I can see Olive asleep on her mattress, two rooms away, a bathroom between ours and hers, no drywall yet to separate us.
"Will we always be able to walk through the walls?” she asked earlier, as her small hands held the posts and she swung between rooms.
“No we’ll fill them in eventually.”
“Please can we just leave one open so I can sneak through? Please Mom, please!”
An open wall, what a concept-- a passageway for children, for light, a way to escape, a way to connect.
A wall that is not a wall.
A pliable boundary with openings for air, for thought, for change. Nothing is fixed, no block insurmountable, no opinion stone.
Oh, to be seven, when the best kind of walls are ones you can still sneak through.

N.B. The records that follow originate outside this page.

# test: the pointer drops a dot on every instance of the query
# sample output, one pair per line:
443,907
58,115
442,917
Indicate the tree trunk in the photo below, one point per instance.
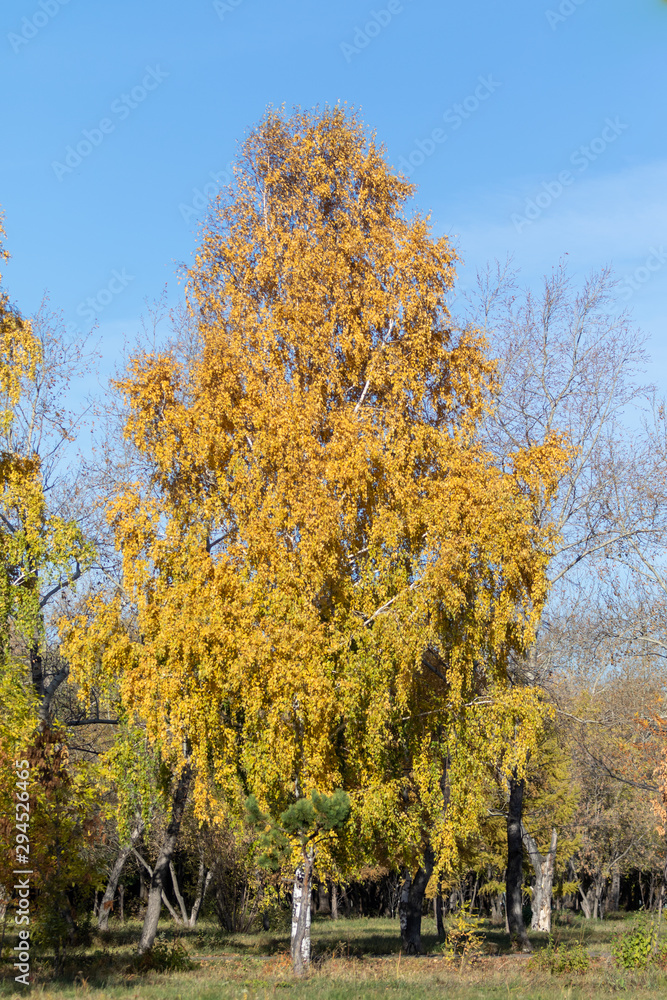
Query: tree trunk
301,903
177,893
587,901
544,866
106,905
497,910
203,881
439,922
152,917
514,874
411,903
615,892
334,901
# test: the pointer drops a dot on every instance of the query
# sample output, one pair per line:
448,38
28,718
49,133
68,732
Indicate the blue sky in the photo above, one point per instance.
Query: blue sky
549,120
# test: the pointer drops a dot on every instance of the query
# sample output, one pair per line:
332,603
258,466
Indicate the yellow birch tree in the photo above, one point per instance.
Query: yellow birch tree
325,565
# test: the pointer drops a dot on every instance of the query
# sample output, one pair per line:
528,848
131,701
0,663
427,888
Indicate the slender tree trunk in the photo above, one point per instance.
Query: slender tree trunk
106,905
587,899
334,901
544,866
411,903
301,903
497,910
177,893
439,922
203,881
152,917
615,891
514,874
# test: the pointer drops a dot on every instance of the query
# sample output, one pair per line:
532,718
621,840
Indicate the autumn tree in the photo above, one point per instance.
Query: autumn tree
327,567
42,552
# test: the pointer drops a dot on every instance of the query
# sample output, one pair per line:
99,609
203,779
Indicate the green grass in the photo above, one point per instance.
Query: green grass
351,958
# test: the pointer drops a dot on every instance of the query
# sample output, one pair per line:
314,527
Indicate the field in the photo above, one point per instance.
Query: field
352,958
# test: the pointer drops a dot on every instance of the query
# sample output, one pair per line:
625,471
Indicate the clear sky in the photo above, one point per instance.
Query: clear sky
536,127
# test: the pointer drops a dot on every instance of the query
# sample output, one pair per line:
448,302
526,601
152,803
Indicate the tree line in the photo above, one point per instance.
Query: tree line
359,600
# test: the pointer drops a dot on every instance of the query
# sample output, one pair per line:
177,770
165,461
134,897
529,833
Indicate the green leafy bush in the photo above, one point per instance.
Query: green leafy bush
464,942
635,948
560,959
163,958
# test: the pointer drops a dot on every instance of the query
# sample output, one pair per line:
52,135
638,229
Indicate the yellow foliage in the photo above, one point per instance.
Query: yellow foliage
320,513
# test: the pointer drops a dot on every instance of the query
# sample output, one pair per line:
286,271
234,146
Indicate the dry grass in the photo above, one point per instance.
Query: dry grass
352,958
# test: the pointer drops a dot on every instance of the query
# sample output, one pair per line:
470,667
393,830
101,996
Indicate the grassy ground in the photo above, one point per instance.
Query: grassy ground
351,958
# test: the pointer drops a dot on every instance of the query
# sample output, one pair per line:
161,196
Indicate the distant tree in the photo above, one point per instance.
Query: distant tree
569,363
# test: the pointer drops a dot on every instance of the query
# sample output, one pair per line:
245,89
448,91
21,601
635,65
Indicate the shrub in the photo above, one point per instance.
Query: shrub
463,939
635,948
162,958
559,959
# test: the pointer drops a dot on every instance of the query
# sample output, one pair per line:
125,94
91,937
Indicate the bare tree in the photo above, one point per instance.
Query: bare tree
568,367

I keep thinking about this house of ours like a body, the skeleton constructed, sturdy, strong, just waiting for the organs of plumbing for fluids, the muscle of electrical wires for power.

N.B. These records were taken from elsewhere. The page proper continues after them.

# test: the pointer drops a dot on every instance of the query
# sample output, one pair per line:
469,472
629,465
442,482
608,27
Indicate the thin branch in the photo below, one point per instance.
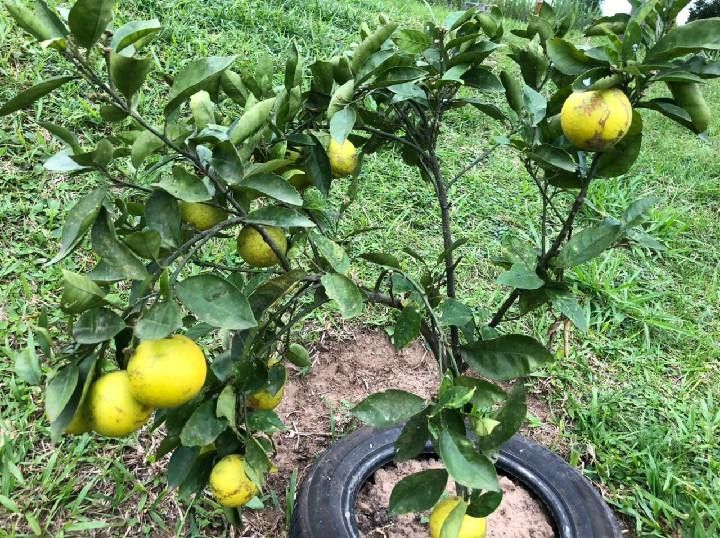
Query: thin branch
477,160
552,251
389,136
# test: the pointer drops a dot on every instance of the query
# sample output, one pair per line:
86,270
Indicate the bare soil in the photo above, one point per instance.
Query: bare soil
520,515
345,370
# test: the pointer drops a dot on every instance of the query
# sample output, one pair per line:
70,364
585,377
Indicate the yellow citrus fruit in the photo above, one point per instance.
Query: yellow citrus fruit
113,410
255,251
201,216
343,158
167,372
300,181
80,423
472,527
596,120
229,484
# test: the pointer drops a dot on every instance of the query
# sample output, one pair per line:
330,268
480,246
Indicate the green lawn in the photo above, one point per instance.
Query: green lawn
636,398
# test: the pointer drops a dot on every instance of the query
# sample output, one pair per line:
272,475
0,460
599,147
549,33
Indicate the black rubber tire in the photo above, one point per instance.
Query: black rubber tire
325,504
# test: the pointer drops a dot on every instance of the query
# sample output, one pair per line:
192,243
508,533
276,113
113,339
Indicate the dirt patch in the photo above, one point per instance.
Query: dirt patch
315,409
519,514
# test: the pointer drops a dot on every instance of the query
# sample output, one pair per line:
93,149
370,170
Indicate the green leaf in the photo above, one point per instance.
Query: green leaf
64,162
117,262
97,325
342,123
370,45
227,163
482,79
262,420
407,327
298,355
381,258
180,464
265,295
555,157
333,253
161,320
345,293
455,313
569,306
144,145
413,437
484,504
389,407
282,217
80,293
511,416
567,58
226,405
203,427
453,397
486,393
196,76
293,68
27,365
692,37
644,239
216,302
273,186
78,221
521,277
635,213
506,357
59,390
184,186
465,464
418,492
535,103
88,19
589,243
29,96
453,523
203,110
128,73
145,244
253,119
162,214
136,33
36,24
413,41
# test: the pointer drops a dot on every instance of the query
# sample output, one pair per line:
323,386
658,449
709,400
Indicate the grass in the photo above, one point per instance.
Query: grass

Next comes the fat, insulation to keep us warm on winter nights, when the thermometer falls below zero, when the snow doesn't even think about melting.
Warm in a summer like this one, when rain takes center stage, when we have yet to see a long stretch of sunshine and warmth like the past few years that saw us Alaskans spoiled by actual heat, stripping off layers, exposing our white skin, walking with bare feet across black sand.
Not this summer, where I have yet to stop wearing my winter jacket, boots and hats. Where puddles surround our house, the ground churned over for construction, the only grass growing unwanted in my garden beds. Where I wake up cold and stay chilled indefinitely.
Which leads me to the heart of our home, our soon to arrive wood stove, that will burn Spruce we felled over the years as we cleared this land, pumping warm air to the various chambers of our house designed to let the heat rise.
“You could have built another room upstairs,” some folks say when they see the design, with nothing but open air above the living room till the rafters that hold up our green metal roof.
Ah, but I want room to breathe, an open airy home, a spacious body to hold mine, bones and all-- so I can continue to shape-shift, to stretch beyond what I ever thought possible.
So I can sneak through the walls that attempt to contain me, swing from one space to the next.